È un coro unanime di contrarietà quello con cui le opposizioni accolgono l'approvazione in Commissione della riforma del premierato voluta dalla maggioranza. Critiche che riguardano sia il merito di una riforma accusata di essere confusa se non totalmente sbagliata, sia il metodo, con l'accusa all'esecutivo di andare dritto per la sua strada senza cercare il confronto istituzionale necessario quando si parla di modifiche alla Carta costituzionale. Con l'opzione del referendum sempre più concreta...
La riforma del premierato ha fatto, oggi, un passo avanti importante, con l'approvazione in commissione Affari costituzionali del Senato dell'emendamento che modifica l'articolo 92 della Costituzione introducendo l'elezione diretta del premier.
La maggioranza si è compattata intorno al tema, cavallo di battaglia soprattutto di Fratelli d'Italia, che ha rivendicato il risultato attraverso lo stesso presidente della commissione, Alberto Balboni. Soddisfazione espressa anche dalla deputata della Lega Laura Ravetto, forse anche per smorzare le voci insistenti di un Carroccio contrario ma costretto a votare a favore sull'altare degli equilibri di governo.
Una compattezza analoga, ma di segno diametralmente opposto, si riscontra anche tra le fila dell'opposizione, che promettono battaglia nelle prossime settimane.
A partire dal Movimento 5 Stelle che, proprio in commissione, fa esprimere tutto il proprio dissenso alla vicepresidente del gruppo Alessandra Maiorino che giudica la riforma "pasticciata e strabica" per via della netta distanza tra le intenzioni proclamate dal governo e gli effetti reali del testo prodotto.
Maiorino ritiene, infatti, che il premierato non serva, come invece sostenuto dalla maggioranza, a risolvere il problema dell'instabilità dei governi, già garantita come dimostrerebbe l'operato dell'attuale esecutivo che, spiega la senatrice, svolge il proprio lavoro "purtroppo disastroso, senza incontrare molti ostacoli".

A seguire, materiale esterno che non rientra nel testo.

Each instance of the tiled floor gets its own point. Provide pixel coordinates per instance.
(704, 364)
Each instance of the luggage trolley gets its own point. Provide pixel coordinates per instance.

Per risolvere questo problema, sostiene, sarebbero necessari altri interventi, alcuni dei quali promossi proprio dal M5S in passato.
La verità, secondo Maiorino, è che il reale obiettivo del centrodestra è una concentrazione dei poteri in capo a un'unica figura istituzionale, senza contrappesi o contraddittorio.
Sulla stessa falsariga le parole di Peppe De Cristofaro, capogruppo di Alleanza Verdi e Sinistra, che parla di "obbrobrio" riferendosi al combinato disposto tra questa riforma e quella dell'autonomia differenziata.
Per De Cristofaro il risultato sarà "un totale pasticcio", con una riforma che darà al premier "poteri enormi e giganteschi" e l'altra che li dimezzerà, trasferendo materie molto rilevanti al governo delle Regioni. Ma, conclude, ci penseranno i cittadini a rispedire la riforma al mittente:
Promette opposizione durissima anche Riccardo Magi, segretario di +Europa, usando anche lui il termine "obbrobrio" per definire una riforma che, senza troppi giri di parole, ritiene che porterà alla "fine della democrazia parlamentare".
Un "melonato", sostiene Magi, caratterizzato da una persona sola al comando.
Tuttavia, al contrario dei suoi colleghi di opposizione, il segretario di +Europa tende una mano all'esecutivo per un confronto sul testo. Sempre che la maggioranza voglia prenderla.
Quella di Magi è l'unica posizione che sembra lasciare spazio a un dialogo. Per il resto, la strada sembra quella delle porte chiuse.